Nun geht es Schlag auf Schlag und neben BMW bringt auch Mercedes eine vollelektrische SUV-Mittelklasse in Stellung. Der neue GLC kommt einen Zacken konservativer daher als der BMW, aber durchaus radikal neu. ntv.de durfte bereits Probe sitzen.

Frank Sieren, langjähriger China-Korrespondent, hat kürzlich in einem Interview mit der "Welt" ausführlich erklärt, warum die deutsche Autoindustrie im Grunde gar nicht mehr aufholen könne im Kampf mit den chinesischen Autobauern. Und dass ein Porsche 911 nicht einmal mehr als Prestigeobjekt im Stau funktioniere.

Zugegeben, beim Thema autonomes Fahren geht in China deutlich mehr, was allerdings auch an der Gesetzgebung liegt. Und die Tatsache, dass Apps wie Alipay oder WeChat bei den deutschen Herstellern nicht tiefenintegriert ist, hindert mehr und mehr Kunden im Reich der Mitte am Kauf europäischer Produkte. Und generell ist ja klar: Warum sollen die Chinesen deutsche Ware kaufen, wenn heimische Produkte besser und besser werden bei günstigeren Preisen? Das nennt man wohl Binsenweisheit.

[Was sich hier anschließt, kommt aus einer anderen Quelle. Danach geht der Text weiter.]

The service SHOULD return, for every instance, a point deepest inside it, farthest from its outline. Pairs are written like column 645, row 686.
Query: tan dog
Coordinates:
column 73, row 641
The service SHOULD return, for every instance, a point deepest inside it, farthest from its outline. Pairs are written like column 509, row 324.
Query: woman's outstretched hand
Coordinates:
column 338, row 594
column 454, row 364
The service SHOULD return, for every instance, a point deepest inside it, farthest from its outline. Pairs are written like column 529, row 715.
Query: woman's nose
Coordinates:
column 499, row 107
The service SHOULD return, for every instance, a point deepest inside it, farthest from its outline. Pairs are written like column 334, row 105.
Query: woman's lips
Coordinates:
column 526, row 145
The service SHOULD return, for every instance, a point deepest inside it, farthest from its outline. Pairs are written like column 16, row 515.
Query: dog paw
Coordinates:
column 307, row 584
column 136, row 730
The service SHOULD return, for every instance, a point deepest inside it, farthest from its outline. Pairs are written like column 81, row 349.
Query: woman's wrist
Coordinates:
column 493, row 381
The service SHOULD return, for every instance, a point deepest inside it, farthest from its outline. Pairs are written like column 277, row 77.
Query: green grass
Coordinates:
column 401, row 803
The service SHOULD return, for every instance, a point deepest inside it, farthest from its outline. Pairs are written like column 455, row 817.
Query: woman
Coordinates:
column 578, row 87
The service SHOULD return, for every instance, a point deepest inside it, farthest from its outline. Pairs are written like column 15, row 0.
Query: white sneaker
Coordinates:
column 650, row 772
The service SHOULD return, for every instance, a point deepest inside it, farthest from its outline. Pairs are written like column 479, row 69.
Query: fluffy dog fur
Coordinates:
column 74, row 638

Allerdings besteht immer eine Gefahr einer Fehl- oder zumindest Halbinformation, wenn man sich nicht differenziert mit der Produktlandschaft auseinandersetzt. Daher existiert in unserer Gesellschaft das Bild der rückständigen deutschen Automobilindustrie, obwohl das mitnichten der Fall ist. Viele Menschen nehmen nämlich an, dass chinesische Hersteller beim Thema Batterie, Effizienz und Ladeperformance die Nase vorn hätten. Doch diese Auffassung ist mit Vorsicht zu genießen. Denn in Wirklichkeit sind viele Brot- und Butter-Fahrzeuge der Marken BYD, Chery oder selbst des zweifelsohne renommierten Geely-Konzerns bloß mäßige Ladeperformer.

Nur wenige Chinesen laden schnell

Besonders hohe Ladetempi oder große Stromspeicher jenseits der 120 kWh gegebenenfalls mit festen Elektrolyten werden selbst bei den chinesischen Herstellern entweder noch erprobt oder sind als Serienmodelle bisher rar. Die gerade modifizierten Xpeng-Modelle G6 und G9 mit über 500 kW Ladeleistung, Nio-Topbaureihen oder spezielle Produkte von Li Auto sind im Vergleich zur Fahrzeuggesamtheit in China rare Ausnahmen. Bei Mercedes beispielsweise ploppen ebenfalls sogar schon 800 kW am Horizont auf. AMG hat es bereits kommuniziert. Hier müssen sich die Deutschen also kaum verstecken.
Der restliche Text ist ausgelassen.